What does it mean to be optimal? One interesting thing that happens at low Reynolds number is that two surprisingly different optimization problems – trying to maximize speed, and trying to maximize efficiency – turn out to amount to the same thing.  In other words, the sprinters are also the endurance runners! [1]

So, Purcell figured out the efficiency of propelling yourself like a sperm or a bacteria (in the same paper linked in the post, but also elaborated in [2]). He modeled this as a spherical bead connected to a rigid helical coil, and found the efficiency to be about 1% (this number turns out to match the measured efficiency of E Coli, which is 2% [3]).

This really bothered Purcell.. why would nature select an organism that is so inefficient? He worried about it for a while, but then concluded that “efficiency is not the primary problem of an animal’s motion.” What he found was that if you look at the energy expenditure *per unit mass*, it’s not so bad, even with such a low efficiency. It turns out be be about 0.5 watts / kg, which is a small fraction of its energy budget. It’s also 30-40 times lower energy consumption per unit mass than our own! The idea is that they can afford the cost of low efficiency. In Purcell’s words, these creatures are “driving a Datsun in Saudi Arabia.”

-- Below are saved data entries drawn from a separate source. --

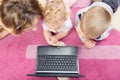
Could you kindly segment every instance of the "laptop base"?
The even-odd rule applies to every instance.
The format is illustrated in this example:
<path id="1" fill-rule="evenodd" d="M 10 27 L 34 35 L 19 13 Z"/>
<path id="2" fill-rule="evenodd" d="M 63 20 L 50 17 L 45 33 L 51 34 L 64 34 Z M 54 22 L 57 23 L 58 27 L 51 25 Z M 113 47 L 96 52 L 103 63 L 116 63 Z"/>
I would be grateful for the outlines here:
<path id="1" fill-rule="evenodd" d="M 79 74 L 69 74 L 69 73 L 37 73 L 37 74 L 27 74 L 27 76 L 36 76 L 36 77 L 71 77 L 71 78 L 79 78 L 85 77 L 84 75 Z"/>
<path id="2" fill-rule="evenodd" d="M 85 77 L 79 71 L 78 47 L 38 46 L 36 71 L 28 76 Z"/>

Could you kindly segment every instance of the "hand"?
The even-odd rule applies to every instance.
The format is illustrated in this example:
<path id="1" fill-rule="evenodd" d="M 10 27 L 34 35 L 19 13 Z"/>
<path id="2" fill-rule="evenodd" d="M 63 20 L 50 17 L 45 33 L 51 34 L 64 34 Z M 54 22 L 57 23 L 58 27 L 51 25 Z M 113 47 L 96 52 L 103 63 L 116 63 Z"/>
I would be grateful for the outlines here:
<path id="1" fill-rule="evenodd" d="M 49 37 L 47 42 L 49 45 L 57 46 L 59 41 L 57 40 L 57 38 L 55 36 L 51 36 L 51 37 Z"/>
<path id="2" fill-rule="evenodd" d="M 58 39 L 56 36 L 53 36 L 52 33 L 48 30 L 44 30 L 44 36 L 49 45 L 57 45 Z"/>
<path id="3" fill-rule="evenodd" d="M 51 36 L 51 41 L 53 44 L 58 43 L 58 39 L 55 36 Z"/>
<path id="4" fill-rule="evenodd" d="M 84 44 L 85 44 L 85 46 L 86 46 L 87 48 L 93 48 L 93 47 L 95 46 L 96 42 L 93 41 L 93 40 L 87 39 L 87 40 L 84 42 Z"/>

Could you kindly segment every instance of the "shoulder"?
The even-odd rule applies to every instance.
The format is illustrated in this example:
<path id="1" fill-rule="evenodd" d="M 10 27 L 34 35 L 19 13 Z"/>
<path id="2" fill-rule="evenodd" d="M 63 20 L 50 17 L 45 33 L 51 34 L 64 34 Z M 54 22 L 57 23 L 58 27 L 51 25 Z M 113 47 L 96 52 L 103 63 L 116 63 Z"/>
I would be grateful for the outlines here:
<path id="1" fill-rule="evenodd" d="M 65 21 L 64 26 L 70 27 L 70 28 L 72 27 L 72 21 L 71 21 L 70 17 L 68 17 L 68 19 Z"/>
<path id="2" fill-rule="evenodd" d="M 112 8 L 113 12 L 115 12 L 120 5 L 120 0 L 102 0 L 102 2 L 108 4 Z"/>
<path id="3" fill-rule="evenodd" d="M 45 23 L 45 21 L 42 21 L 42 27 L 43 27 L 44 30 L 48 30 L 48 26 Z"/>
<path id="4" fill-rule="evenodd" d="M 78 25 L 79 25 L 80 22 L 81 22 L 82 16 L 84 15 L 84 13 L 85 13 L 88 9 L 89 9 L 89 7 L 78 10 L 78 12 L 76 13 L 76 17 L 75 17 L 75 28 L 78 27 Z"/>
<path id="5" fill-rule="evenodd" d="M 113 26 L 110 25 L 110 26 L 108 27 L 108 29 L 107 29 L 102 35 L 100 35 L 99 37 L 97 37 L 97 38 L 94 39 L 94 40 L 99 41 L 99 40 L 106 39 L 106 38 L 109 36 L 110 31 L 111 31 L 112 29 L 113 29 Z"/>
<path id="6" fill-rule="evenodd" d="M 73 26 L 72 21 L 71 21 L 70 17 L 68 17 L 68 19 L 64 23 L 63 32 L 68 32 L 72 28 L 72 26 Z"/>

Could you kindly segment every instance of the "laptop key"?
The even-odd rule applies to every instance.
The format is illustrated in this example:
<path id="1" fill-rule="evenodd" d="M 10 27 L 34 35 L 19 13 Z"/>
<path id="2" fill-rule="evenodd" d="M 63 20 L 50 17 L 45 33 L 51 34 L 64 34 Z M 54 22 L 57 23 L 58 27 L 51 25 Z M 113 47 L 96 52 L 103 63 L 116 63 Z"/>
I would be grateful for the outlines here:
<path id="1" fill-rule="evenodd" d="M 69 55 L 40 55 L 38 70 L 56 70 L 56 71 L 69 71 L 77 70 L 76 56 Z M 42 65 L 41 65 L 42 64 Z"/>

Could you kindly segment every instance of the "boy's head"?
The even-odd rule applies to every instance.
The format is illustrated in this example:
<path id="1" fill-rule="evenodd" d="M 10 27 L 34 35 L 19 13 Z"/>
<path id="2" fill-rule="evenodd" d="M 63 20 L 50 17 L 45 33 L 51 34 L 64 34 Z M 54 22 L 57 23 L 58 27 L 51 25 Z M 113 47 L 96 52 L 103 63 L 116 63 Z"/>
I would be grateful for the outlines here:
<path id="1" fill-rule="evenodd" d="M 46 4 L 44 8 L 44 21 L 51 31 L 61 29 L 67 18 L 68 11 L 63 0 L 51 0 Z"/>
<path id="2" fill-rule="evenodd" d="M 103 7 L 91 7 L 82 17 L 80 28 L 90 39 L 95 39 L 105 32 L 111 22 L 110 13 Z"/>
<path id="3" fill-rule="evenodd" d="M 2 26 L 12 34 L 37 26 L 41 15 L 37 0 L 3 0 L 0 6 Z"/>

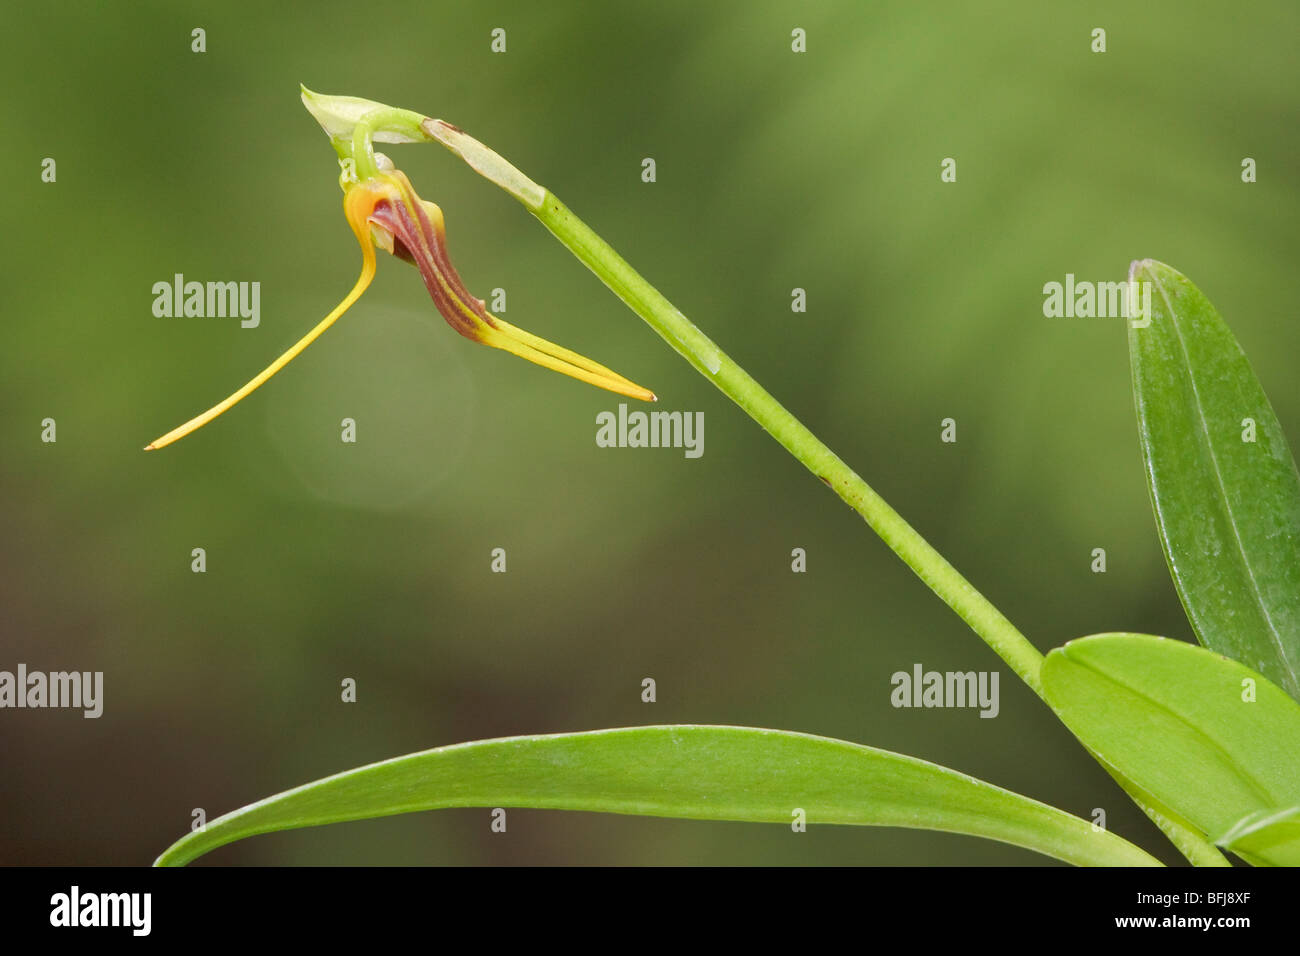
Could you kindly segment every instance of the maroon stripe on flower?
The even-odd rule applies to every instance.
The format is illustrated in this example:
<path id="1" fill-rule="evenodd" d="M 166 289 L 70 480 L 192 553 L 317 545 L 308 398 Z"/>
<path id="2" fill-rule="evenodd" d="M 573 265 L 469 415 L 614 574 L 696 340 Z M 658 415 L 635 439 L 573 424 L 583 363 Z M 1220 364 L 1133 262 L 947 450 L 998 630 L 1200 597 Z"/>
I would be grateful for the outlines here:
<path id="1" fill-rule="evenodd" d="M 439 263 L 434 255 L 433 247 L 430 245 L 428 236 L 421 225 L 427 225 L 427 217 L 421 217 L 423 223 L 417 223 L 411 215 L 411 210 L 407 204 L 400 199 L 383 199 L 375 206 L 375 211 L 370 218 L 383 228 L 393 234 L 393 251 L 397 252 L 400 247 L 407 253 L 403 258 L 411 262 L 420 270 L 420 277 L 424 280 L 424 287 L 429 292 L 429 297 L 433 299 L 433 304 L 437 307 L 442 317 L 446 319 L 447 324 L 453 329 L 465 336 L 478 342 L 482 339 L 479 335 L 480 322 L 484 321 L 483 316 L 479 313 L 483 309 L 482 303 L 477 302 L 472 296 L 469 301 L 462 304 L 456 301 L 454 292 L 448 289 L 464 289 L 455 273 L 448 278 L 446 285 L 440 279 Z M 430 231 L 432 231 L 430 229 Z M 453 282 L 452 279 L 455 278 Z M 474 305 L 478 305 L 475 309 Z M 467 314 L 467 309 L 470 314 Z M 476 319 L 478 321 L 476 321 Z"/>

On the other hand, while this may be true for a bacteria, later studies showed that paramecium use half their energy budget on flapping their cilia. I found a paper that theoretically models the efficiency of swimming with cilia. [4] They then compare these numbers to measurements for a paramecium, and they find that “the experimentally estimated efficiency of Paramecium is surprisingly close to the theoretically possible optimum.” So you may be right about evolution optimizing efficiency after all!

References:
[1] http://boulder.research.yale.edu/Boulder-2011/Lectures/Hosoi/Boulder1.pdf[2] http://www.pnas.org/content/94/21/11307.full[3] http://www.pnas.org/content/103/37/13712.short[4] http://www.pnas.org/content/108/38/15727.full

• Sitapriya Moorthi

Thanks for that in-depth answer. But I think you just opened doors to a whole array of questions now brewing in my head. Sorry!

Okay, as much as I could gather from  your explanation, improvisation/optimization does occur. I am assuming that this optimization is species limited ( But is it?). And as per your explanation this means as long as a species can afford a sub-optimal  expenditure of energy on movement ( which I am assuming is very critical for survival…probably the most relevant phenotypic aspect) it does so ( the 2% in the case of bacteria), is their any evidence that this compromises on other functions ? Would it make sense to compare species that have lost their cilia and see gain in functions/metabolic advantages?

Next if the paramecium does come close to the theoretical value of energy optimization of movement is there any evidence of reduced loco-motor development… ( being a firm believer in evolution this points to a crazy idea of no more evolution!) ?

• http://www.empiricalzeal.com Aatish

Hey Sita, I have no idea if these questions have been studied at all (I’m not familiar with the literature). But they’re definitely intriguing questions and have got me wondering.

• david luong

this is pretty rad!  i just finished a yearlong fellowship (NSF GK12) all about science in the classroom, and you would be blow these students minds.